Market Recap & Box Score

Monthly Recap: November 27, 2017

November was another positive month for markets, with almost all asset classes taking part.  The S&P 500 and MSCI World Indices each gained 1.7% during the period, with strength from technology and consumer discretionary sectors offset by weakness in telecom and industrials.  In Canada, the TSX lagged global indices, up 0.3%, after outperforming in October.  The industrial sector led the declines in Canada, while energy was also down.  Energy softness was in opposition to the 9.5% gain in WTI, as the difference between WTI and Canadian oil diverged to $17, the widest gap since August 2015, due to a pipeline leak from TransCanada’s existing Keystone pipeline in South Dakota.  As the pipeline remains down, investors fear a buildup in supply of Canadian crude that cannot be used in refineries.  The US 10-year yield dropped 99bps during the month to 2.33%.  The yield on nearer-term treasuries rose 15bps to 1.75% on expectations of further rate rises and an above-consensus CPI print.  A flatter yield curve has often been cited as recessionary and the 58bp difference between the 2- and 10-year yields is the lowest reading since November 2007.  However, market participants seem indifferent to the potential impact of a flattening curve, potentially betting on a further acceleration of GDP to boost the long end.

The Canadian cannabis industry continues to defy expectations.  Investors remain excited about the financial impact that recreational legalization will have on the industry.  The embedded chart highlights the year-to-date gains for some of the larger-cap names in Canada.  With surging stock prices,  market participants are attempting to consolidate the industry by using their shares as currency to acquire competitors.  Aurora Cannabis (TSE: ACB) took advantage of its 268% gain to offer to purchase Cannimed Therapeutics (TSE: CMED) in an all-stock deal valued at a 57% premium to their 15-Nov-17 stock price.  The deal would make ACB the second largest player in the Canadian cannabis space.  CMED is encouraging its shareholders to reject the deal, citing the elevated value of ACB stock as inadequate compensation.  CMED subsequently offered to purchase Tragically Hip-backed Newstrike Resources (CVE: HIP) just five months after its listing on the Canadian Venture Exchange.

The wave of consolidation in Canada could just be beginning as companies attempt to achieve scale – the cost savings that occur as production grows and efficiency increases.  Ernst & Young surveyed a number of senior leaders and board members at 11 licenced producers in Canada and the primary focus across the industry was vertical integration.
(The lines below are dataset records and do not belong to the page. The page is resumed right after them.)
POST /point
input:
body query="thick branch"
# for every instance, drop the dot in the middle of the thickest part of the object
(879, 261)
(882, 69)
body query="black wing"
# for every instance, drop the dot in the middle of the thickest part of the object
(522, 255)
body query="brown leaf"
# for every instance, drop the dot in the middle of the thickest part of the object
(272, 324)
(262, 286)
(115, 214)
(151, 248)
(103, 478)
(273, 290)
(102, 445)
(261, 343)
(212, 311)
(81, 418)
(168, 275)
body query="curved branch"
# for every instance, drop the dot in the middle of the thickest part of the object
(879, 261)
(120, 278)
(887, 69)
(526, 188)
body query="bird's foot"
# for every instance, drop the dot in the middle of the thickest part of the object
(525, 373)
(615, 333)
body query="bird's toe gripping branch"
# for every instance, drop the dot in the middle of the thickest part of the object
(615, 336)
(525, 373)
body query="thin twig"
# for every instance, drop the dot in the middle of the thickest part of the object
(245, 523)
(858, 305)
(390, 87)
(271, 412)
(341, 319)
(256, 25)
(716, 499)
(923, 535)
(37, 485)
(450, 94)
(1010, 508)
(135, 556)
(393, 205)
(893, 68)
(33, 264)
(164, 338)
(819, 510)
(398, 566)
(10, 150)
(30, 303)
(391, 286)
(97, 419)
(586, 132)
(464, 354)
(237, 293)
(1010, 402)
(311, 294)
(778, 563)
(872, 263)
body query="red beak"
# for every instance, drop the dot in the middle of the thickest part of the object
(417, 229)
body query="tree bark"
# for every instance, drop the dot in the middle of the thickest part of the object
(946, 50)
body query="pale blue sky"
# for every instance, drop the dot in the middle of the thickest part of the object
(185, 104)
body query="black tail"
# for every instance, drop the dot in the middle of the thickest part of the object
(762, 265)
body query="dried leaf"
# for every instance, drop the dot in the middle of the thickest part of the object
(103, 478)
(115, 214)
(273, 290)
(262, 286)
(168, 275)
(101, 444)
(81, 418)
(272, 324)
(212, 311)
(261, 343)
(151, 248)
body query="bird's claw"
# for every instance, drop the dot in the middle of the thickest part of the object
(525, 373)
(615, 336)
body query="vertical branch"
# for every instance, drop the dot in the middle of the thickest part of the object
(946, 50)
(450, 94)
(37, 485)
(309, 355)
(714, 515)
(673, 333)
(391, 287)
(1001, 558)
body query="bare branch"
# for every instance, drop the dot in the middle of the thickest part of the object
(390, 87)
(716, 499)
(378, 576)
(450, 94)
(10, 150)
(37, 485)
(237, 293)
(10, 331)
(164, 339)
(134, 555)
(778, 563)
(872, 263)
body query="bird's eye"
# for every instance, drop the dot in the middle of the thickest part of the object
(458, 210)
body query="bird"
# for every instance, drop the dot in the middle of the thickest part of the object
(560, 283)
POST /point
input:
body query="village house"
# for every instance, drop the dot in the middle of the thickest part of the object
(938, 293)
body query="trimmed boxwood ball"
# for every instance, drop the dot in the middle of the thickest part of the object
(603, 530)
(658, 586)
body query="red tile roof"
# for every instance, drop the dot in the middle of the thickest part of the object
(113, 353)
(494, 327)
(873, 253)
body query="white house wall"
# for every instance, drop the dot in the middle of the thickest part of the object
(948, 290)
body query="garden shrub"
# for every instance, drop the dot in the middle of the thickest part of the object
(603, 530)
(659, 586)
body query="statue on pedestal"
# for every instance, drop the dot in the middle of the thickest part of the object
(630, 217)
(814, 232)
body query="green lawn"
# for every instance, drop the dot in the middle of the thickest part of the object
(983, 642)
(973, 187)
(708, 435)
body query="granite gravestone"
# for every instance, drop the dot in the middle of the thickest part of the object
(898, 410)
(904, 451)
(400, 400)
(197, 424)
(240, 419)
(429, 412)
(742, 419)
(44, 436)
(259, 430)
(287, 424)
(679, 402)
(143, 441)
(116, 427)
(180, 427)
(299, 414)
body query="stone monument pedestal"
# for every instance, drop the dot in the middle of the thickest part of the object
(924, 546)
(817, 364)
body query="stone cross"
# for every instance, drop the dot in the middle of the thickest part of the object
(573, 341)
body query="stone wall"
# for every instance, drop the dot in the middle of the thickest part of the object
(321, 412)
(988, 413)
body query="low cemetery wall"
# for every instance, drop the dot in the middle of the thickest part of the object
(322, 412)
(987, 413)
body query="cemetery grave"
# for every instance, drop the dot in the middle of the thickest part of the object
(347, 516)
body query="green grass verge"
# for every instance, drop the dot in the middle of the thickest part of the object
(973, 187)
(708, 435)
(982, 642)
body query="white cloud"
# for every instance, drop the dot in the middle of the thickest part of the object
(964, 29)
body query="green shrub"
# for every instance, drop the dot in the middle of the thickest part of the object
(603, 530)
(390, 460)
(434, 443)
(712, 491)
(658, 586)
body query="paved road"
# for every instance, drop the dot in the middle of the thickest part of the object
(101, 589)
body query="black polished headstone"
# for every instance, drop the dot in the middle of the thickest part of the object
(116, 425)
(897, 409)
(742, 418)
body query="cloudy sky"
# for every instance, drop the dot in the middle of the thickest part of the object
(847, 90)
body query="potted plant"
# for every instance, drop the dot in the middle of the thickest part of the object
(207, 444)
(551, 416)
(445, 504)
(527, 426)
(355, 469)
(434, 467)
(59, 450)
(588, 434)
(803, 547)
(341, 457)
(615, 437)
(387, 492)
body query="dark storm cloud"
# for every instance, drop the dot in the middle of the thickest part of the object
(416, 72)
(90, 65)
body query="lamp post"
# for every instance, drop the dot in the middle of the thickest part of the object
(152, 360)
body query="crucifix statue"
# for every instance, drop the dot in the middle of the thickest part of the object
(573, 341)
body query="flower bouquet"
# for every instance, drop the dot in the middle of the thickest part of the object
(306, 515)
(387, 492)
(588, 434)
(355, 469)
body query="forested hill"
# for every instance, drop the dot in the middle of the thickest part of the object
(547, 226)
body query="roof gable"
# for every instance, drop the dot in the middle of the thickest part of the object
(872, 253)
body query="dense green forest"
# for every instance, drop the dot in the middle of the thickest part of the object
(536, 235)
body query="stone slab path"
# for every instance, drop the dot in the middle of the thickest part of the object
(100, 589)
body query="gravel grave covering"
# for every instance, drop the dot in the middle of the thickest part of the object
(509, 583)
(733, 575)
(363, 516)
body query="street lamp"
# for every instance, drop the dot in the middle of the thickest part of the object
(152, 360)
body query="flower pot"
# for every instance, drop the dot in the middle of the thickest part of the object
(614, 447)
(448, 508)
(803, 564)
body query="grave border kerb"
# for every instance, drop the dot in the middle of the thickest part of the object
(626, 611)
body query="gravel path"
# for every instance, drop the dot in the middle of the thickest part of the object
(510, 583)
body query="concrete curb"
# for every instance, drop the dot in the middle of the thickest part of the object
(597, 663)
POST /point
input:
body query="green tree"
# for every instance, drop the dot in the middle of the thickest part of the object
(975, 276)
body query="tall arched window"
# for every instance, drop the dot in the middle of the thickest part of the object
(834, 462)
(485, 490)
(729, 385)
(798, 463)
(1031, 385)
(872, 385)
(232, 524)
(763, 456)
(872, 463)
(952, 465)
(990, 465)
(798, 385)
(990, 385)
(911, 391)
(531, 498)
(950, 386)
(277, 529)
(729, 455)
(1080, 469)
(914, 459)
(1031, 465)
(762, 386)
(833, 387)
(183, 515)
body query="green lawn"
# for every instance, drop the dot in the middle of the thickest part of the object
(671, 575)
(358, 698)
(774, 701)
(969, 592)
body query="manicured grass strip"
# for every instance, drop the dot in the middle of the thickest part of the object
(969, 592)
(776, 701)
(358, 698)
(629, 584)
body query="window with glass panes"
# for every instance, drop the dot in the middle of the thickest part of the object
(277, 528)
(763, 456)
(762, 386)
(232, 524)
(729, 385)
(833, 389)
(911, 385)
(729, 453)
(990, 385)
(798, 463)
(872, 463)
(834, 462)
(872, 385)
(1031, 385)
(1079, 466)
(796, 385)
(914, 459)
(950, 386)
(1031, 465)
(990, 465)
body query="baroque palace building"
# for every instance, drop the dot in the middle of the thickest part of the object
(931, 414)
The opportunity is promising domestically with 500,000 estimated patients by 2021, equating to 150,000 kilograms of flower.  But, it extends beyond Canadian borders as other G-20 countries seek to become the second nation to federally legalize marijuana.  However, the aggressive use of inflated stock to execute mergers hints that insiders may even consider their stock to be overvalued.  Time will tell, but we know that the market will look drastically different in one year from now, when risk and reward will be intensified.